Trudeau Needs to Pivot to Trump

By Christopher Sands

Christopher Sands is a Senior Research Professor and Director of the Center for Canadian Studies at the Paul H. Nitze School of Advanced International Studies (SAIS) at Johns Hopkins University and a Senior Fellow of the Hudson Institute.

The government of Canadian Prime Minister Justin Trudeau won its election in October 2015 promising to make Canada a world leader in the effort to address climate change. At one of his first international summits, the United Nations Conference on Climate Change held in Paris in December 2015, Trudeau pledged that Canada would set policy in line with a 2 degree centigrade reduction in global temperatures by 2030, a half degree more ambitious than most other countries, including the United States. It was a clear break with his predecessor, Stephen Harper, who argued that Canada could not allow its policies to be misaligned with those of the United States, which could put Canadian businesses at a competitive disadvantage in their largest foreign market.

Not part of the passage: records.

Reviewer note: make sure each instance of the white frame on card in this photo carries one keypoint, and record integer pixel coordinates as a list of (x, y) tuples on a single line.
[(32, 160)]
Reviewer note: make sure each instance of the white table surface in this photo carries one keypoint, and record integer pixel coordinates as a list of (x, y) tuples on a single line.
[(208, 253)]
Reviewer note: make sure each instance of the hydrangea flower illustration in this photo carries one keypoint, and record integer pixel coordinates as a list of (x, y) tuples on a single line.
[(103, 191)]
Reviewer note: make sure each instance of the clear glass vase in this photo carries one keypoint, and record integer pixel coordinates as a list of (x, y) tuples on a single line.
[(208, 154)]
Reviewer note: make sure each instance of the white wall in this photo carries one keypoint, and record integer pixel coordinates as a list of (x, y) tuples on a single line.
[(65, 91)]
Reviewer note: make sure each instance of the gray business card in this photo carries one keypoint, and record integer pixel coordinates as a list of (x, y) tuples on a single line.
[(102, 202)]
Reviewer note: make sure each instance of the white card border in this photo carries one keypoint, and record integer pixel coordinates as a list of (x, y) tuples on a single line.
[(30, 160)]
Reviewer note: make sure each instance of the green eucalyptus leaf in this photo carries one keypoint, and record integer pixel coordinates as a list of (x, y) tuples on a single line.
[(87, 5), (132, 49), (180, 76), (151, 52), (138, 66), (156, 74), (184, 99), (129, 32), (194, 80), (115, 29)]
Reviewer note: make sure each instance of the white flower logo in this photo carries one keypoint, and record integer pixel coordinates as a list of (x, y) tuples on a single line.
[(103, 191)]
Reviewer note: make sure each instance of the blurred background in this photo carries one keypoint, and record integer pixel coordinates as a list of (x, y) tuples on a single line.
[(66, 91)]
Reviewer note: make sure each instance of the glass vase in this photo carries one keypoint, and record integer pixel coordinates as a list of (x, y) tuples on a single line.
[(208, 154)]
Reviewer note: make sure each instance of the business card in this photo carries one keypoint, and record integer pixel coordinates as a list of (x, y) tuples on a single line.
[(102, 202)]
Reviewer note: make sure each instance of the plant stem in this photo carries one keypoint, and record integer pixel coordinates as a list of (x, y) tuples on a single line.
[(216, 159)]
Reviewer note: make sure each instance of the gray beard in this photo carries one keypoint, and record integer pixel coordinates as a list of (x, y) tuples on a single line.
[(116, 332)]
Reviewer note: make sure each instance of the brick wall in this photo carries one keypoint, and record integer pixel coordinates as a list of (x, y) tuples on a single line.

In the past year, Trudeau has worked with the Obama administration to put new restrictions on methane flaring, and has already adopted a 54.5 mile per gallon fuel efficiency standard to take effect in 2025 in tandem with the United States. Then in December, Trudeau told provincial leaders that unless they imposed a tax or effective price on carbon on their own by 2018, Ottawa would do it for them.